That frost is a defense mechanism against crushing disappointment—one that has crystallized after expecting the worst for so long.
Yes, I could be talking quite seriously about, well, pretty much anything you see when you click on any news website. (Might I recommend a scroll through thedailybeast.com?) But I’m more selfishly referring to what I try to do: peruse through endless options of entertainment in order to point you toward something genuinely worthwhile so that you may experience joy, emotional catharsis, and sometimes even greatness to fulfill you while everything else around us is so bad. And then what happens instead? You all watch Too Hot to Handle on Netflix.
But this thawed heart of mine is fluttering like a hummingbird in spring, like a fairytale princess’s eyelashes after being awakened from an enchanted slumber by a kiss, like my gay friends’ excited applause when we learn that bottomless mimosas at brunch are only $10 extra.
It was reported this week that one of this TV season’s most precious gems, a small network comedy that I was all but certain, based on viewership trends, would be completely ignored and quickly forgotten about—despite the fact that it is so funny and smart—is actually being watched by people. By a lot of people. You all are turning ABC’s Abbott Elementary into an actual hit!
The Office-inspired comedy series, about teachers at an inner city school in Philadelphia getting by in spite of a lack of resources, has aired five charming, laugh-out-loud funny episodes so far. What began as quiet word of mouth praising the series—“Hey, this show is pretty good!”—has grown into a screaming obsession. Or, at least, the 2022 equivalent thereof: everyone on social media seems to be posting about it.
Unlike other broadcast hits, Abbott Elementary doesn’t star big names and isn’t a spin-off from any legacy brand (like Young Sheldon or The Conners). There’s no edgy provocation or convoluted high concept used to attract viewers. It’s so much simpler than that. It’s an impeccably cast show with sharp writing and a lot of heart that, without being patronizing, feels incredibly current and resonant. Teachers deserve our attention! And, as Abbott Elementary makes the point week after week, much more respect and a lot more resources.
Deadline reported this week that Abbott Elementary is ABC’s first series to quadruple its ratings in the span of 35 days, at least in the years since that metric has been measured. Sure, even the show’s creator and star, Quinta Brunson, wasn’t exactly sure what the specifics of that stat means—“I had to google MP35, too,” she tweeted—beyond the fact that this is obviously great news: “Thank you so much for watching everyone!”
I normally like to remind myself that what I’m seeing on my social media feeds is, usually, a curated echo chamber of my own tastes and interests. So while I’ve delighted this past month in seeing more and more screenshots of funny moments from the show and tweets recommending it, it was unclear until now if that enthusiasm translated into real life.

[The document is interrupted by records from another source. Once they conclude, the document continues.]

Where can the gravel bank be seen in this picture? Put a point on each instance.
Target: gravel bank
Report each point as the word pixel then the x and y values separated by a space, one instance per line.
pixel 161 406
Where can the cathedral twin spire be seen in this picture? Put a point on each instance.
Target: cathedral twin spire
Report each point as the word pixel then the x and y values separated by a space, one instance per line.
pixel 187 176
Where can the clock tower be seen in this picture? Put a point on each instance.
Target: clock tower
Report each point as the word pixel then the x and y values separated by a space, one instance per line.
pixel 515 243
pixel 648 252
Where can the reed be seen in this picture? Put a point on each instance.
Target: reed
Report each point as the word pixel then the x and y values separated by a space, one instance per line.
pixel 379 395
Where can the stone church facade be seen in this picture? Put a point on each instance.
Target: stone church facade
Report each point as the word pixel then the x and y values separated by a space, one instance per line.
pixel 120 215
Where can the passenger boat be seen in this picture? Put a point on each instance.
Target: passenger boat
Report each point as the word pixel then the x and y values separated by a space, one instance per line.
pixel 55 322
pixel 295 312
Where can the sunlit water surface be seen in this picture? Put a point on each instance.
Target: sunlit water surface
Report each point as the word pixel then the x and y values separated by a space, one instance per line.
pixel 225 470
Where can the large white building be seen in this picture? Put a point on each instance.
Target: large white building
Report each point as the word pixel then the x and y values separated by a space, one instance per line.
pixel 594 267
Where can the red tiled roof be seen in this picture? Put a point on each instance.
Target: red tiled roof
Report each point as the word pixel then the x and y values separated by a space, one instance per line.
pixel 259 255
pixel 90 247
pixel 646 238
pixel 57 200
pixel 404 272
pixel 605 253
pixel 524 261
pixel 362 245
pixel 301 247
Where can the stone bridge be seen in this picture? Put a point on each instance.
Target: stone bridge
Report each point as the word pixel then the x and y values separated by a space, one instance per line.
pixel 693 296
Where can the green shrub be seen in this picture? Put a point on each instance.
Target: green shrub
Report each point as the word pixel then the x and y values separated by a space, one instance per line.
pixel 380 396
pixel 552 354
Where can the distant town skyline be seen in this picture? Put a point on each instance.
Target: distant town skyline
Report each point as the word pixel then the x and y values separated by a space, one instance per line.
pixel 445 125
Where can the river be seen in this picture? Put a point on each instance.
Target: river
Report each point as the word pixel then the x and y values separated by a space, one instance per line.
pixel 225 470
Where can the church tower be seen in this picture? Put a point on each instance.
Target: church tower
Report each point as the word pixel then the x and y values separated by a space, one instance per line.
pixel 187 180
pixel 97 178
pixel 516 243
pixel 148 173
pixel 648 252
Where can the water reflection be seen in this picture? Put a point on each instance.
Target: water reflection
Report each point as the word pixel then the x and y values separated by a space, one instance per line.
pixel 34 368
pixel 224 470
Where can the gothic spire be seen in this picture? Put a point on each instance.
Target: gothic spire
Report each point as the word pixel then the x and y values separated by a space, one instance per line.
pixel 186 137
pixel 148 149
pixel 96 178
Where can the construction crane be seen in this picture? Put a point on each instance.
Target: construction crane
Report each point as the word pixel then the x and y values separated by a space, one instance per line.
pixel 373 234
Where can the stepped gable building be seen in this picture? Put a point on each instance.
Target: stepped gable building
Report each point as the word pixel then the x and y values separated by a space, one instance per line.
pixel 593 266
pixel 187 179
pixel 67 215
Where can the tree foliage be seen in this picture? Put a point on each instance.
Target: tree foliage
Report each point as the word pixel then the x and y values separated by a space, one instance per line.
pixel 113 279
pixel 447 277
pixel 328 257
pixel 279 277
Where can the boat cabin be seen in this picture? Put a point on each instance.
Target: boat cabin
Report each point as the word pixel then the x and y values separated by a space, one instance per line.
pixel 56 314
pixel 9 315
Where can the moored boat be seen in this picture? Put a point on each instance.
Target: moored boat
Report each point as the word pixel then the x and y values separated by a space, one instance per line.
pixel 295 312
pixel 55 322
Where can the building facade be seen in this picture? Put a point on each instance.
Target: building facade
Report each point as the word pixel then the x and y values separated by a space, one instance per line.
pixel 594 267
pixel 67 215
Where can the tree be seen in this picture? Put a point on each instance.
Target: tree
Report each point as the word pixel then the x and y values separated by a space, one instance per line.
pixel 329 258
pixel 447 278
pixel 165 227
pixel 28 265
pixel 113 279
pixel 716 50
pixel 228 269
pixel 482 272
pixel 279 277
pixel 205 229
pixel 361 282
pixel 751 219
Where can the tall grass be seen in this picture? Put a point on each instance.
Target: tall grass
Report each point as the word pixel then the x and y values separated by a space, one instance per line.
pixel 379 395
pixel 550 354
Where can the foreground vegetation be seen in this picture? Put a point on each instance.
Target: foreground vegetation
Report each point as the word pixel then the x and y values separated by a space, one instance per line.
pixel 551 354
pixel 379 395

It’s one thing when everyone on Twitter is losing their minds over Succession. It’s another when they’re all collectively going apeshit for a TV series in which one episode’s major plotline was teachers desperately trying to get new rugs for their classrooms.
A few choice moments memorialized by Abbott Elementary fans in recent weeks?
The hilarious plot from this week’s episode, in which Chris Perfetti’s Mr. Hill has his ego bruised when his students keep roasting him:
Nearly everything said by Janelle James’ Principal Ava Coleman, an aspiring TikTok star who arranges students’ files by their dads’ sexiness and forgets important information if it’s told to her during Essence Fest. (Her reaction when she thought Janine looked “pale like a zombie” is seared into my brain: “You know, they eat the hottest people first. Let me back my tasty ass up.”)
And even just cute moments that seize on the specific hilarity of what it means to be a teacher:
Then there’s the growing chorus championing a cause I think we can and should all get behind: that the legendary Sheryl Lee Ralph zooms to the top of anyone’s list of award-worthy performances that should be considered at the next Emmy Awards.
She plays Mrs. Howard, a teaching veteran and proud, classy Black woman who both stands in defiance of—but is amused and even encouraged by—the younger teachers’ pursuit of reform and validation. She moves comedic mountains with a pursed smile and a raised eyebrow, and she’s got the crack timing and, especially important on this show, the warmth of a seasoned pro.
(Search “Sheryl Lee Ralph Emmy” on Twitter and prepare for an endless scroll.)
I think, especially now, we’re all seeking out nice things. We’re certainly yearning for nice things. It’s why it’s been so confusing and frustrating that, so often when they’re sitting right there, the masses tend to ignore them in favor of something buzzier and worse. Abbott Elementary is a genuine, earnest, heartfelt comedy, with a Black female creator and predominantly Black cast, about the experiences of teachers and students in a Black community that is never exploited or patronized.
It’s so nice that I was certain everyone would ignore it. I’m so glad you’re not.